Livres géants qui accueillaient diverses matières dans
lesquelles il avait semé des mots, ici et là. Un titre se détache « Nuit
de cristal ». Lettres de craie blanche sur un corps noir. Un livre refermé
sur lui-même. Posé dans un coin sur une étagère de fer.
Atmosphère tellurique, par endroits sans concession,
d’un intérieur qui s’interroge en créant.
Se souvenir. Transmettre. Pour que plus jamais ça.
D’un livre l’autre. Un rêve éveillé.
L’envie soudaine d’écrire. Non plus sur des pages aux
dimensions familières, mais dans un carnet géant. Me glisser entre des feuilles
qui ressembleraient à des draps sous lesquels le corps, sans savoir quelle sera
la nature de son sommeil, s’y abandonnerait.
La raison a bien tenté de m’en dissuader. Et puis
l’instinct... À finir par me guider, jusqu’à cette
porte que j’ai poussée.
Dans le bas de la rue Monsieur le Prince, se trouve
l’atelier d’un relieur, Gilles Barnett. J’ai souvent eu l’envie d’y entrer…Cette fois, j’avais
une bonne raison.
Jamais pareille commande n’avait franchi la porte de
cette demeure, vieille de plus d’un siècle. Et pourtant, la confection d’un
carnet géant ne sembla nullement déconcerter celui à qui j’en fis la demande.

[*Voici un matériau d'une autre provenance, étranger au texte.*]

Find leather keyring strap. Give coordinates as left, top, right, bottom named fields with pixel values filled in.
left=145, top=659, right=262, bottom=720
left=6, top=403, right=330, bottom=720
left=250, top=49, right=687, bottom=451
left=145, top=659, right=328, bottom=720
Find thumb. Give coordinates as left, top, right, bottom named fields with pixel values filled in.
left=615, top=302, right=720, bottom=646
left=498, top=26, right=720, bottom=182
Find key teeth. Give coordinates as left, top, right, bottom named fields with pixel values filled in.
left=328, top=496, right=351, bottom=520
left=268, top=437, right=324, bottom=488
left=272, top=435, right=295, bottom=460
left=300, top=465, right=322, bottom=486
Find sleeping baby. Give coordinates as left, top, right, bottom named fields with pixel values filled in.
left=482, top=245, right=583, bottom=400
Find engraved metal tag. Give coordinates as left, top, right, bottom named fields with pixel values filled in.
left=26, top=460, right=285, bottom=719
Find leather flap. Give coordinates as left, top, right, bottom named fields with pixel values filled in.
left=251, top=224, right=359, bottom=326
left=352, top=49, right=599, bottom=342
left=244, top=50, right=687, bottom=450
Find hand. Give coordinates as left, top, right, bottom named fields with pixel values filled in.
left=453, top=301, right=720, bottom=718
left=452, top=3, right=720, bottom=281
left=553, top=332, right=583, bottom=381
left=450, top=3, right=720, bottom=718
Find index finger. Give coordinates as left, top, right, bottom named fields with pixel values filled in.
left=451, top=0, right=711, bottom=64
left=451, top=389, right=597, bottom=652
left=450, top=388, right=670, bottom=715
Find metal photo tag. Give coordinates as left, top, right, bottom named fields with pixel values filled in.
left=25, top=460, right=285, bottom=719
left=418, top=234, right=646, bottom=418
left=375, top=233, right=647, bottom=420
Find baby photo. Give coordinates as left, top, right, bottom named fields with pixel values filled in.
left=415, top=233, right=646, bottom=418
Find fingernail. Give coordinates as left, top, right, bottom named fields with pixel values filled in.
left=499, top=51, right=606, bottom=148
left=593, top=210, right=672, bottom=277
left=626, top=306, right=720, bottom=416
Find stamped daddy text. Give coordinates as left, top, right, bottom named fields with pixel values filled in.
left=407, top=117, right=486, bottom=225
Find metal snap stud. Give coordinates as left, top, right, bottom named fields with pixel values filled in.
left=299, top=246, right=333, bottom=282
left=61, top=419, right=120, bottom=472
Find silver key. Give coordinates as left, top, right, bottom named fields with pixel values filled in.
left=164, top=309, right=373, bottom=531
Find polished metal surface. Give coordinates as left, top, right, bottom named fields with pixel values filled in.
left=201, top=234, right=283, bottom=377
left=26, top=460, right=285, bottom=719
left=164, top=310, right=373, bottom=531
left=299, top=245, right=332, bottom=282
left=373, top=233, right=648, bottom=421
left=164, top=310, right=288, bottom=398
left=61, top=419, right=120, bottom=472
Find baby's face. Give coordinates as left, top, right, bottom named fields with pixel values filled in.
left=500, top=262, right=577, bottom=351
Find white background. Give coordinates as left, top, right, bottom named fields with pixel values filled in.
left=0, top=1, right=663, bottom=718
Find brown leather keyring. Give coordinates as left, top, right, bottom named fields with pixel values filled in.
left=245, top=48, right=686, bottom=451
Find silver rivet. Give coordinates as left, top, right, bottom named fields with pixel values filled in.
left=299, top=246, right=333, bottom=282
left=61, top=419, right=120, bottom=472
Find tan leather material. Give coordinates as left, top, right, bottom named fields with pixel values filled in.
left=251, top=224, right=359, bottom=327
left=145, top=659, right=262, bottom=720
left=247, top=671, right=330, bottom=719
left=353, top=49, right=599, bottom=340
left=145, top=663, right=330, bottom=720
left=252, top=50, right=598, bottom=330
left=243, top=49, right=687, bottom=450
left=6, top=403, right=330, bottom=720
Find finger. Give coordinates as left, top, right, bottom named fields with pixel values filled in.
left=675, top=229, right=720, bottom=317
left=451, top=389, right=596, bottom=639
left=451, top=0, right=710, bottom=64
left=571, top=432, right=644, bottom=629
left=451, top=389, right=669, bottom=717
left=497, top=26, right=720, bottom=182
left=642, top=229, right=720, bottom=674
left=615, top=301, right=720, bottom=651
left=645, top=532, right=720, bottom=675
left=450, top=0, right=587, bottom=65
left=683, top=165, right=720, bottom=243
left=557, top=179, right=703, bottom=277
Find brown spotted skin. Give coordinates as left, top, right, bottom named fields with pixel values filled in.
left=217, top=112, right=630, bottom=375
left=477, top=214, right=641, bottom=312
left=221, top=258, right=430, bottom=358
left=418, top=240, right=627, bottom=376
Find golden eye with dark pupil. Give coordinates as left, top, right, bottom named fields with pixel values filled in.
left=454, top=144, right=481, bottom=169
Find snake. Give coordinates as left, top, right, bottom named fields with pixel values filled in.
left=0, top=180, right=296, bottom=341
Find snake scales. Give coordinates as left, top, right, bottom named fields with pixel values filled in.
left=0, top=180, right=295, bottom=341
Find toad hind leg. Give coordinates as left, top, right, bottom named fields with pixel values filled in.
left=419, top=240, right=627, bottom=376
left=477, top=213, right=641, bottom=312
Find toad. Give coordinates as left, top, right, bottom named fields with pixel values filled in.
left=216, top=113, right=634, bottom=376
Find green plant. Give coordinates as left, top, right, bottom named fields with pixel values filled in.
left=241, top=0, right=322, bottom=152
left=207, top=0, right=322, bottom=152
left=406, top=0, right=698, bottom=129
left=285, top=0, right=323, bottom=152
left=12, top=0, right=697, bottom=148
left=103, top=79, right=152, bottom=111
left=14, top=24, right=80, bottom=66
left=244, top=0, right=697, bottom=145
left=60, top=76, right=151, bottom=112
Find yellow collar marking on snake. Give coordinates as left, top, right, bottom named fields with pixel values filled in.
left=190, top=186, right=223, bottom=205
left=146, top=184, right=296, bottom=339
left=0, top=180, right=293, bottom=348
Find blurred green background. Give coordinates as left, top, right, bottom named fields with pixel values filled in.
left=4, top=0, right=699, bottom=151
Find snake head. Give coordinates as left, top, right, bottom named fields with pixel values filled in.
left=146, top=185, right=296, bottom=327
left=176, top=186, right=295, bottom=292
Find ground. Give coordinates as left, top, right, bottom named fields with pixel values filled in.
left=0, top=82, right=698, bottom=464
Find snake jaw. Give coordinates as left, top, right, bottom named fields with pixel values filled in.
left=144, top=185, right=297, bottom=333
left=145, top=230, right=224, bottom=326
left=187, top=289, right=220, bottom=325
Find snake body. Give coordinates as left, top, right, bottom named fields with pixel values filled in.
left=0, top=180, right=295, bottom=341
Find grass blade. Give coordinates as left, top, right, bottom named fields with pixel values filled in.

Tout était envisageable, "malgré tous les malgré". Désir
soudain de relever le défi. Il fallait cependant bien y réfléchir, étudier
méticuleusement la question de sa faisabilité.
Tout dépendait des matériaux. Le papier à dimension. Le
maintien des pages, qu’il fallait coudre et solidement relier pour que les
fondations soient robustes et indéfectibles face à pareil poids. Quant à la
pièce de cuir, il n’en existait pas de la taille espérée en un seul morceau. Raccords !
Tout cela à redimensionner en s’approchant au plus près de la teneur de mes
souhaits.
L’homme aux mains d’or a fini par trouver la solution.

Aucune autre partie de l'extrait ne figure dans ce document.